ちぎった綿のように大きな白い雪が、無限に空から降ってくる。その雪をかきわけるようにひたすら走る。自分の息が苦しくて、雑踏の喧騒もどこか遠い。
学生時代、いつもヒロの後ろにくっついていたハナは、既視感を覚える。学ランの頃から思い立ったらすぐ走りだすヒロを見守るふりをして、その背中に見惚れていた。高い背も、前だけ見てまっしぐらの瞳も、自分にはないものばかりだったから。
あの頃からもう、僕、好きやったもん……
案外長いヒロへの気持ちを、ハナは再確認する。
きっとその頃のヒロは、お笑いのことしか頭になくてハナの気持ちなんて気付いていなかっただろう。
だからこの想いが叶うなんてずっと無理だと思っていたし、そう思っていた時間が長すぎて、すぐ片想いの頃に気持ちが戻る。
ハナ、行こ。
さっき群衆から救い出してくれたヒロは王子様みたいだった。パニックからの鳩化、終わりなきダンス。その悪夢から脱出し、固く手を繋いで走っていることに気が付いてから、ハナはずっとドキドキしている。
この高鳴りは運動による息切れではなく、ときめき由来の動悸である。想像したデートからかなりズレてしまったが、それでも嬉しい。
「もう逃げ切ったようやな」
踏切を渡り、駅の反対側に抜けると、ヒロは様子を伺いながら走るのをやめた。何気なく周囲に歩調を合わせ、二人は横並びになる。うつむいたままヒロは囁き声で言った。

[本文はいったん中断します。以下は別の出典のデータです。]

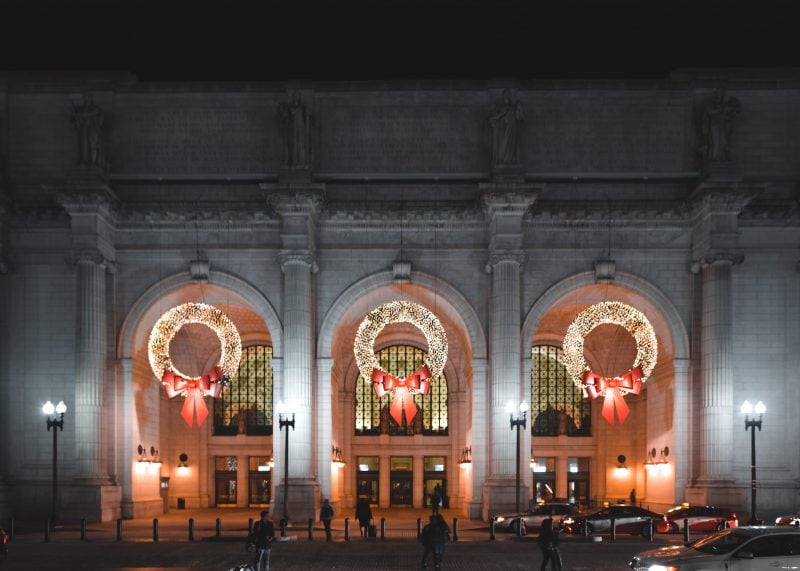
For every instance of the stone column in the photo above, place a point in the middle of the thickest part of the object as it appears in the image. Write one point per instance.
(93, 224)
(297, 205)
(715, 247)
(505, 204)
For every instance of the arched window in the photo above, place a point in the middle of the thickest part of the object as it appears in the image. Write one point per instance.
(245, 405)
(372, 413)
(557, 405)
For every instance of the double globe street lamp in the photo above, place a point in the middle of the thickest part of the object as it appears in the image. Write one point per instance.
(751, 423)
(520, 421)
(55, 420)
(284, 422)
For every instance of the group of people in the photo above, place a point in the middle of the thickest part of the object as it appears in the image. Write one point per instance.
(433, 536)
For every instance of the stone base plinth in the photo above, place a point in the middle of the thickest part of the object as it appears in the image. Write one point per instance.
(94, 501)
(303, 501)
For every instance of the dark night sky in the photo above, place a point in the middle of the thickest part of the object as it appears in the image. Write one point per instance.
(231, 40)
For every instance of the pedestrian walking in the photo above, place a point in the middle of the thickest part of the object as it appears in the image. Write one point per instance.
(364, 516)
(548, 543)
(263, 536)
(326, 515)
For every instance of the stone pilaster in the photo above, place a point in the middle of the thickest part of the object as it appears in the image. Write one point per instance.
(718, 204)
(92, 493)
(506, 205)
(298, 205)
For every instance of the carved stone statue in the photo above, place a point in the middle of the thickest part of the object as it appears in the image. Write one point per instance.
(87, 118)
(717, 126)
(297, 122)
(505, 122)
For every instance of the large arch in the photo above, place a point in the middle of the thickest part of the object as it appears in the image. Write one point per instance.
(248, 293)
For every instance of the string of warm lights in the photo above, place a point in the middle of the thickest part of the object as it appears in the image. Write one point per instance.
(614, 312)
(400, 312)
(208, 315)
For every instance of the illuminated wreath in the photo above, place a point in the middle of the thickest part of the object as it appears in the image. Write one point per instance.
(383, 383)
(635, 323)
(177, 383)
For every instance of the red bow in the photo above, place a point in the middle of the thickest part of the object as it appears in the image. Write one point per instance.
(596, 385)
(195, 389)
(383, 383)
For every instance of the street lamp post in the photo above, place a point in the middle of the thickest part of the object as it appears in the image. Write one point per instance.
(55, 420)
(752, 424)
(519, 421)
(284, 422)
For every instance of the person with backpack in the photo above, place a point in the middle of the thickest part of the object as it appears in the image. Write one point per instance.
(262, 537)
(326, 515)
(548, 543)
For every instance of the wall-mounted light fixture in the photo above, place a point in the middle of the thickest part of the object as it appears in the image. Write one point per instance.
(657, 461)
(336, 457)
(183, 467)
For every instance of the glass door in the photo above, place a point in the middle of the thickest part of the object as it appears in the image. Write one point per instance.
(401, 481)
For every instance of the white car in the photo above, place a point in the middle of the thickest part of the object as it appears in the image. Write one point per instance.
(757, 548)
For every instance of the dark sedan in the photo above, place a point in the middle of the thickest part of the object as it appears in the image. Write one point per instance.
(700, 518)
(627, 519)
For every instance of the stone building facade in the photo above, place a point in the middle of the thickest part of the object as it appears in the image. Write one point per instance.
(504, 208)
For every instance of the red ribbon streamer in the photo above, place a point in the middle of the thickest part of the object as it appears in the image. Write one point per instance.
(597, 385)
(384, 383)
(207, 385)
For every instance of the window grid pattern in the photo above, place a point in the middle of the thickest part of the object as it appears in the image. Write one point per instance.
(245, 405)
(557, 405)
(372, 413)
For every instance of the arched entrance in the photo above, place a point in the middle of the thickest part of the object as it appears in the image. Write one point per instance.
(583, 458)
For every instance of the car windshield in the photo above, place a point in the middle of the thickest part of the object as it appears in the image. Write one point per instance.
(722, 542)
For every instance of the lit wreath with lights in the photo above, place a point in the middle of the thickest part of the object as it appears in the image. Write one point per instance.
(635, 323)
(417, 382)
(177, 383)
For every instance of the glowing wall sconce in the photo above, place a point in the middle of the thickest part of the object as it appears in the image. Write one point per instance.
(183, 467)
(336, 457)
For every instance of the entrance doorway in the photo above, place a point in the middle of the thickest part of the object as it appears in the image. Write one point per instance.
(367, 479)
(225, 480)
(401, 481)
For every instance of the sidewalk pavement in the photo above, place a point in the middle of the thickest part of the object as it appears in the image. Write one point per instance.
(139, 552)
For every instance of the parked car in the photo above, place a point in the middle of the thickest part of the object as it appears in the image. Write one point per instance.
(701, 518)
(534, 518)
(760, 548)
(791, 519)
(628, 519)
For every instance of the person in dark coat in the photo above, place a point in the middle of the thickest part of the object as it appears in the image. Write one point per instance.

「遅くなってごめんな。大丈夫か、ハナ。行けそうか?」
「うん、行く」
本来ならタクシーでも拾って家に帰るべきだが、二人は心待ちにしていた理想のクリスマスを諦めきれなかった。
家でのクリパにローストチキンとケーキは必須である。このまま直帰すれば冷凍うどんしかない。